Where Wilson set the tone, Edward Heath seemed absurd with his on-the-way-up vowels, and he was wildly satirised. Mr Heath has been around for so long that one forgets (so convincing is the patina of statesmanship) how much of the persona was a conscious elaboration and invention: the yachtsmanship, the musicianship, the Renaissance Man effect.

Then there was Jim Callaghan, who, in common with most Labour politicians of his generation, wasn't too unhappy with where he came from. It would be hard to pull the wool over the eyes of a Labour Party conference: Crossman, Crosland, Healey, Foot - they each had an act, but not, as it were, a face that came out of a bottle, or a voice trained by PR.
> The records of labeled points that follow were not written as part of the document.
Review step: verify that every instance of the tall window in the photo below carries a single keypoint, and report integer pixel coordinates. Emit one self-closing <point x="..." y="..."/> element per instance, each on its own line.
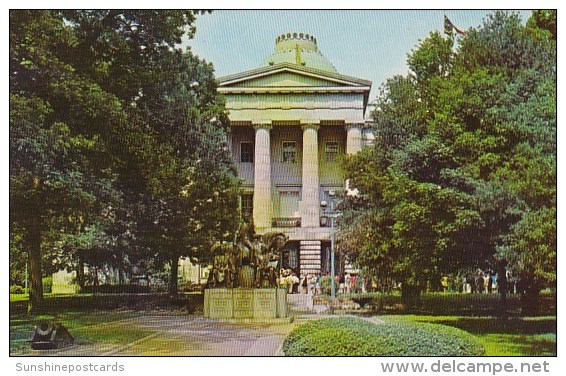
<point x="247" y="206"/>
<point x="289" y="152"/>
<point x="246" y="152"/>
<point x="331" y="151"/>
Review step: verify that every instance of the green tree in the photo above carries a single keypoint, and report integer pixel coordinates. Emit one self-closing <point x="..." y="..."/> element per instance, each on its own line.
<point x="77" y="141"/>
<point x="465" y="152"/>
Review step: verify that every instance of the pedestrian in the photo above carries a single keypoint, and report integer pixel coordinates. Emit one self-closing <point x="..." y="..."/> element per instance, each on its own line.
<point x="341" y="283"/>
<point x="304" y="284"/>
<point x="317" y="286"/>
<point x="353" y="283"/>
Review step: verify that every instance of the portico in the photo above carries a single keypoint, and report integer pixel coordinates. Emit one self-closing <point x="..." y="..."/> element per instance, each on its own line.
<point x="291" y="122"/>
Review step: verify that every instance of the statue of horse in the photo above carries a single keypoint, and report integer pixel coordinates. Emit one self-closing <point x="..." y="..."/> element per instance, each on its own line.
<point x="269" y="259"/>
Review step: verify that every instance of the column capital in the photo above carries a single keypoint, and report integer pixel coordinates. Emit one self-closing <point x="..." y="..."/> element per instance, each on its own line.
<point x="359" y="126"/>
<point x="261" y="124"/>
<point x="310" y="124"/>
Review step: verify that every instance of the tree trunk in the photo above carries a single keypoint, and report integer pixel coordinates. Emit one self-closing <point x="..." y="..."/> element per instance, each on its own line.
<point x="174" y="276"/>
<point x="80" y="273"/>
<point x="410" y="296"/>
<point x="34" y="265"/>
<point x="502" y="286"/>
<point x="530" y="301"/>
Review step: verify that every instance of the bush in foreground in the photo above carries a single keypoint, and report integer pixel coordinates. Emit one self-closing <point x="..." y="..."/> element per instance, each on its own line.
<point x="352" y="336"/>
The snobbery was markedly on the Tory side: Heath, Thatcher and

Major, problem accents, problem voices, personalities invented on the hoof. Personalities that seem open to investigation, seem to demand it - so that the Observer, for instance, refuses to accept even that Mr Major is really called John Major, and not Major-Ball, like his brother, and so that the Observer's columnist Simon Hoggart has carefully elaborated a theory that the Prime Minister is in fact a Nigerian.

Tory personalities suffer more than Labour personalities because they have worked at the coalface of snobbery. This is the grime on their brows and the dust in their lungs.